Book Read Free

His Convenient New York Bride

Page 13

by Andrea Bolter


  “What are you doing, Jin?” Aaron’s judgment threw everything into a different light. Jin’s chest seized with regret.

  Mimi stomped out of the bedroom. “Hey, it wasn’t like Jin forced me to do something I didn’t want to do. Believe me, it was consensual.”

  Jin appreciated her trying to defend him, but she lowered her eyes immediately afterward, perhaps embarrassed to be having this conversation with her brother.

  Aaron kept his eyes on Jin, demanding more explanation than he was able to provide. “You promised me you were going to protect her.”

  “I didn’t intend for this to happen,” Jin quickly retorted. “Things changed between us.” He turned his head to Mimi, whose eyes were wet and glistening.

  “You’re playing with fire. Don’t you know that she’s in lo—” Aaron halted himself as his sister’s eyes implored him.

  * * *

  Mimi finished pinning an alteration on the sleeve of the tunic. This morning’s words ricocheted front to back and left to right in her brain. With the wisdom of a third party looking in on the scene, Aaron had admonished them for taking unnecessary risks with their longtime friendship.

  Aaron was right, of course. Mimi had been lying in the hushes that night had brought, Jin’s long arms wrapping her up like a package. After their moans and utterances of each other’s names had filled the room like music, it had been easy to shove away the obvious reality.

  For a brief interlude, she’d been living out her secret dream, the one that Aaron had almost blurted out loud.
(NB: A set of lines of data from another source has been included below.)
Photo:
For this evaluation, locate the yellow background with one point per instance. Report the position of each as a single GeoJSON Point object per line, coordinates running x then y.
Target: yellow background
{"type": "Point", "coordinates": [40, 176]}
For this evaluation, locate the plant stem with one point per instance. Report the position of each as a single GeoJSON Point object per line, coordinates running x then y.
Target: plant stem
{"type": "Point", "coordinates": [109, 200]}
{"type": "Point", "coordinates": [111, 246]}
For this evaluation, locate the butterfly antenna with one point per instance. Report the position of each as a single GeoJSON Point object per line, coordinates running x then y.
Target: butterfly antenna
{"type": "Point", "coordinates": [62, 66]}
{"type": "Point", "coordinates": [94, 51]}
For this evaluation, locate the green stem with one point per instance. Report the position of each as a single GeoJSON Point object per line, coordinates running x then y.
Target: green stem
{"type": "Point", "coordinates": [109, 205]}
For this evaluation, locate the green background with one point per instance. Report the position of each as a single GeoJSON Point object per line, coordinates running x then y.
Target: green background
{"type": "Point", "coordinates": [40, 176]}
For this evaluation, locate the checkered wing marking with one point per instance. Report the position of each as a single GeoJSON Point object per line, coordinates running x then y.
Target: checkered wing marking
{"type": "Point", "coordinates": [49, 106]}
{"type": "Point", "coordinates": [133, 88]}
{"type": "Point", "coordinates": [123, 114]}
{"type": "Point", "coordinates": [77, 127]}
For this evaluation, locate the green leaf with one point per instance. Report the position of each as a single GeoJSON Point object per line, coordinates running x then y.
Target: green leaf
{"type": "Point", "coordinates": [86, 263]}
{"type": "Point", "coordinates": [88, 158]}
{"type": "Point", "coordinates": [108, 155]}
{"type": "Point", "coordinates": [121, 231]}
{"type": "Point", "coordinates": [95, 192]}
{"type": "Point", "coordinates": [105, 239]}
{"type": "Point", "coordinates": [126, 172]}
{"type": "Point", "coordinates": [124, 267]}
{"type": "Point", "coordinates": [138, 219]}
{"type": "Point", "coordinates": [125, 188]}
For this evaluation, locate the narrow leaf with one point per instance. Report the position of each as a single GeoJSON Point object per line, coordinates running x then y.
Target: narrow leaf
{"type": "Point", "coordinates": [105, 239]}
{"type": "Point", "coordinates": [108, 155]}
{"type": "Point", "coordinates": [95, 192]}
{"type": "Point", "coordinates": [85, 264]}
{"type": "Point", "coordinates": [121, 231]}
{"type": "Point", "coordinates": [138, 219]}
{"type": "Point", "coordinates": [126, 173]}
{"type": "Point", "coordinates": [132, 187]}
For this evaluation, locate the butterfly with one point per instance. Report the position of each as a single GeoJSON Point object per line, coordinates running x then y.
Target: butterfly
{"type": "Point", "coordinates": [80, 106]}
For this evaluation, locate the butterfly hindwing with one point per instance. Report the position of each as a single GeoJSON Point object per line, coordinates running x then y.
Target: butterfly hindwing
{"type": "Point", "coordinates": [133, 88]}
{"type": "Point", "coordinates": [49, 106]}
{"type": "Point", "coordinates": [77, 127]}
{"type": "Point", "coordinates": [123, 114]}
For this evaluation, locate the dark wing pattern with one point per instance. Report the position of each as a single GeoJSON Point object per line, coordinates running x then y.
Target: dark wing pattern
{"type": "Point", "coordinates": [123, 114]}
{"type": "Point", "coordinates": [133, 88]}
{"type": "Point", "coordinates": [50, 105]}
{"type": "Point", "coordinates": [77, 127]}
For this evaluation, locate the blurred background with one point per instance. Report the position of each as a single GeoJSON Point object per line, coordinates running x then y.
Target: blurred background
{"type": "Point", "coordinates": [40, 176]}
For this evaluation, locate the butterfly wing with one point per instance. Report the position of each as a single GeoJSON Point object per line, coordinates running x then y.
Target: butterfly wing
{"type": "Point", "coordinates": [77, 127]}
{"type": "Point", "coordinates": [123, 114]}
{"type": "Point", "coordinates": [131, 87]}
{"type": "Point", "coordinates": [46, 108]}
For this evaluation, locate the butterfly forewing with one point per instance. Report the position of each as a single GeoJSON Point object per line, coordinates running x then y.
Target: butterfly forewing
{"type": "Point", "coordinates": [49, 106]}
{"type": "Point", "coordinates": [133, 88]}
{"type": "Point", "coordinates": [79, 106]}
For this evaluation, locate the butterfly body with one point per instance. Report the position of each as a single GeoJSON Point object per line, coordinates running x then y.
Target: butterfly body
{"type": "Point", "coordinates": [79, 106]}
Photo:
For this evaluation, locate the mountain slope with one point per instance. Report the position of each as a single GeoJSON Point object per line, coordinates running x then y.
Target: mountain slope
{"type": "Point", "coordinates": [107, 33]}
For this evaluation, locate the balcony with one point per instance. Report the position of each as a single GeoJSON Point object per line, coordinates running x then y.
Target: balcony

How was it that he even knew? She’d never told a living soul what had been on her mind for thirteen years. Was it obvious to her brother? Had he known all along?

  After Aaron had caught on to what was going on in the Zhang household, he, Mimi and Jin were all annoyed with each other. Finally Jin and Mimi had apologized for hiding what had been developing. No one was quite sure what was going to happen next.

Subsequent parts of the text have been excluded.